Republicans mostly dug into specific claims about Biden’s conduct made in the report, such as Biden’s admission during conversations with his ghostwriter that he might be showing him classified material. Earlier the president had claimed, “I did not share classified information… I did not share it with my ghostwriter.” Hur also noted that Biden’s ghostwriter deleted relevant audio files shortly after a special counsel was appointed to investigate Biden’s handling of classified documents.

Hur said, “He slid those files into his recycle bin on his computer.”

“Tried to destroy the evidence didn’t he?” Judiciary chairman Jim Jordan clarified.

“Correct,” Hur said.

Some members of the GOP spoke highly of Hur but openly disagreed with his assessment that Biden’s memory issues and his unlikeliness to reoffend are legitimate reasons not to pursue prosecution.

Adding further fireworks to Hur’s day of testimony, the Department of Justice opted to release the transcript of Biden’s interview with the DoJ that took place on October 8, 2023. The transcript revealed further lies from Biden and the White House and shed greater insight into Hur’s determination of Biden’s mental incapacities. For example, Biden had previously accused Hur of being the one to bring up the death of his son, Beau Biden.

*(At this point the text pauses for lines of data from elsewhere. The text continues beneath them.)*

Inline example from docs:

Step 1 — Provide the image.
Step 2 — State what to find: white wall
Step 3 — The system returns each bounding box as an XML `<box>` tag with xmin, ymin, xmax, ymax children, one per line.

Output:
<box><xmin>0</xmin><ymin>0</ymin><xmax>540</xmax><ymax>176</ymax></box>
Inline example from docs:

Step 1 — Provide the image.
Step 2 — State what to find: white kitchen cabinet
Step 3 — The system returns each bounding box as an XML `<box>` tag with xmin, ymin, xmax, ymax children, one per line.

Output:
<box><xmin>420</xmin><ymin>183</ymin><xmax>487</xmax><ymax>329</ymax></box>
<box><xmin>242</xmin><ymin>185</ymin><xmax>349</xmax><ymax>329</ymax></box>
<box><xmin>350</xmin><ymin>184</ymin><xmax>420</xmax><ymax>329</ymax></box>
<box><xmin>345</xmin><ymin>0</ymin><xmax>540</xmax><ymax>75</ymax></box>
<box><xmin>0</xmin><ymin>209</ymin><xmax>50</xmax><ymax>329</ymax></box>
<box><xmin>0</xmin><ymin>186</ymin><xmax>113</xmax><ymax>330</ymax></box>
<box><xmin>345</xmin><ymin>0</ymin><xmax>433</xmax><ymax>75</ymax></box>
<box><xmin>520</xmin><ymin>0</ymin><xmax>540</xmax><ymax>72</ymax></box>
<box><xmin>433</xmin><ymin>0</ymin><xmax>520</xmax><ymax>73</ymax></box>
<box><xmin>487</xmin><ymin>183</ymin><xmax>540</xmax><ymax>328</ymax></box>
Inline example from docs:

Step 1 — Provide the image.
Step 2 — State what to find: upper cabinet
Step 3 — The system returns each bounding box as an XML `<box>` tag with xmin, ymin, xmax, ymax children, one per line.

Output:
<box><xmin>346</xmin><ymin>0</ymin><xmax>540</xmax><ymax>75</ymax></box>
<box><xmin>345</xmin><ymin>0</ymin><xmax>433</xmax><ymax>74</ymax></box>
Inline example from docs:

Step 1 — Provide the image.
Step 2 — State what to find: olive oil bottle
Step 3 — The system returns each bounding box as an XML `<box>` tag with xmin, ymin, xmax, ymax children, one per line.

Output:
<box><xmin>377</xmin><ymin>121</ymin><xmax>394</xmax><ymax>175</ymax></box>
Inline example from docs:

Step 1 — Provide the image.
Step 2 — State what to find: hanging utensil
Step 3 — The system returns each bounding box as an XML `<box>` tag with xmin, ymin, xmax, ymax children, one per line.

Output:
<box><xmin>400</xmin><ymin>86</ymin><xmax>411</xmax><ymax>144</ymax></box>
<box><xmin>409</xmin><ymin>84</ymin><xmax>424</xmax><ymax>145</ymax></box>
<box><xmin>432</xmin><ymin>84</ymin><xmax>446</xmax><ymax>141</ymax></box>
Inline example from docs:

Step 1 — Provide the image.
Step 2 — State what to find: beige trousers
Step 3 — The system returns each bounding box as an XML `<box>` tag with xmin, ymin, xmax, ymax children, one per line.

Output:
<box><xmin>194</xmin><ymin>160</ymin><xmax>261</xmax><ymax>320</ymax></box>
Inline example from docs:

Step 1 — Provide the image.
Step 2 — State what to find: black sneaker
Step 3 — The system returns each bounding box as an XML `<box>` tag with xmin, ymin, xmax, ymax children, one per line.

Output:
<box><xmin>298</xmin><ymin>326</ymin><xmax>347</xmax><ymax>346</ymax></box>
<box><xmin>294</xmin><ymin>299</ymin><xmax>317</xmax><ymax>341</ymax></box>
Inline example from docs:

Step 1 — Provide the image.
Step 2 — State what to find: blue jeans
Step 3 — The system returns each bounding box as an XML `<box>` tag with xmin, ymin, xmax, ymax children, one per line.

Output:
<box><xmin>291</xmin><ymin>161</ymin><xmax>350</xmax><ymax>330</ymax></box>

”How in the hell dare he raise that?” Biden said during the presser responding to the report. “Frankly, when I was asked the question, I thought to myself, it wasn’t any of their damn business.”

But the transcript shows that Hur only asked Biden about documents he kept at his home in Virginia. Biden replied by identifying the time period he was at that home as “2017, 2018, that area,” and then bringing up Beau’s death.

“Remember, in this timeframe, my son is — either been deployed or is dying, and, and so it was — and by the way, there were still a lot of people at the time when I got out of the Senate that were encouraging me to run in this period … I hadn’t walked away from the idea that I may run for office again,” Biden told Hur. “And, and so what was happening, though – what month did Beau die? Oh, God, May 30… ” 

A staffer interjected that Beau had died in 2015, contrary to Biden’s claim that he might have still been serving in the military or actively dying from brain cancer in 2017 or 2018. Biden then gets confused about the year that Trump was elected president.

“Was it 2015 he died?” Biden asked. “And that’s happened in the meantime is that as — and Trump gets elected in November of 2017?” 

Biden similarly gets derailed in other parts of the interview, including in one section where he begins a long discussion about cars and makes “car sounds” multiple times.

“By the way, you know how it works? It’s really cool,” Biden says.

“Sir, I’d love— I would love to hear much more about this, but I do have a few more questions to get through,” Hur responds.

“You step your foot on the accelerator all the way down until it gets about six, seven grand. Then all the sudden it will say, ‘launch’. All you do is take your foot off the brake (Makes car sound),”  Biden continues, according to the transcript.

Elsewhere, Biden joked with prosecutors that they may have found “risqué” photos of his wife, First Lady Jill Biden, in a bathing suit at his home in Wilmington before promptly forgetting what a fax machine is called.

Hur’s testimony Tuesday combined with the release of the interview transcript served as a brutal one-two punch to the Biden White House and campaign team. Hur used his testimony to stand by the fundamental findings of his investigation and directly tackle the Biden team’s dismissive spin, while the transcript allowed Americans to see for themselves why Hur was concerned enough about the president’s mental state to recommend foregoing prosecution.